Да, тремя основными умениями хозяина Оплота Печали были: обманывать, говоря чистейшую правду; быть там, где нужно, тогда, когда нужно, и задавать вопросы важнейшие и максимально неудобные.
— «Мой мальчик» поживает, — ответил Этельберт, не смотря на собеседника: оглядывая кабинет, который «мальчику» принадлежал по праву, а вот ему самому — не особо-то. — Дела же идут никак. Мы не общаемся.
Его сильнейшество то ли закряхтел, то ли поперхнулся виноградом.
— В смысле — никак?! Прошло уже… больше полутора месяцев, как это — не общаетесь? Он не то чтобы может от тебя… или кого-либо другого, между прочим… убежать.
«О, ради всего священного…»
Разглядывание кабинета пришлось прервать для Крайне Неодобрительного Взгляда.
— Ваше сильнейшество!
Тот вскинул руки и, виновато улыбаясь, помотал головой:
— Признаю, это было отвратительно, но я просто не мог удержаться, — и, тут же посерьезнев, добавил: — И всё же… Это, конечно, не очень-то моё дело, но как так-то, Этельберт? Времени у тебя было более чем достаточно.
Конечно, достаточно. Как будто проблема в принципе могла заключаться — во времени.
— Мы не общаемся, потому что он не хочет со мной говорить. Я понимаю, почему, и, учитывая обстоятельства… — «Большое спасибо вам за них». — …считаю правильным сохранять дистанцию.
Его сильнейшество съел очередную виноградину. Посмотрел в потолок. Съел ещё одну виноградину. И иронично протянул:
— Ага. То есть тебе обиженно указали на дверь, и ты послушно за неё вышел. Этельберт, Этельберт… В этом — весь ты.
— Вы хотите сказать, что я бездеятелен?
Этельберт хотел ответить с шутливым пониманием, но вышло — холодно и резко, потому что упрёк был справедлив и задевал рану, которая и не думала затягиваться; потому что кое-кто и впрямь был бездеятелен вот уже больше полугода, а сейчас — так и вообще больше, чем когда-либо, ведь кое-кому выдали пространство, прямо противоположное полю его деятельности, ну так и стоило ли удивляться результату…
Кое-кому следовало взять себя в руки.
Уже очень и очень давно.
— Не-е-ет, мой друг, — а вот у его сильнейшества с шутливым пониманием никаких сложностей не было: говорил он именно с ним, чуть опустив голову и глядя — прямо в глаза. — Не это я хотел сказать; не надо вкладывать свои мысли в мой рот. Я хотел сказать, что ты излишне щепетилен — это прекрасная черта, правда, заслуживающая всяческого уважения… но временами она над тобой бесстыже издевается.
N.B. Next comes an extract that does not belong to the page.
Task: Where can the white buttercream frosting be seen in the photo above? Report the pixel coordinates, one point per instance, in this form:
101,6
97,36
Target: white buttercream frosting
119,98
Да и с пониманием истинным у него как обычно не было — никаких сложностей.
Зажмурившись, Этельберт сжал пальцами переносицу и… начал просто сидел: в уютном мягком кресте, перед дружелюбно греющим камином, в кабинете, который должен был быть чужим и ощущался — мучительно чужим.
Он с большим удовольствием отсиделся бы — где-нибудь не здесь, но ему, естественно, не дали этого сделать.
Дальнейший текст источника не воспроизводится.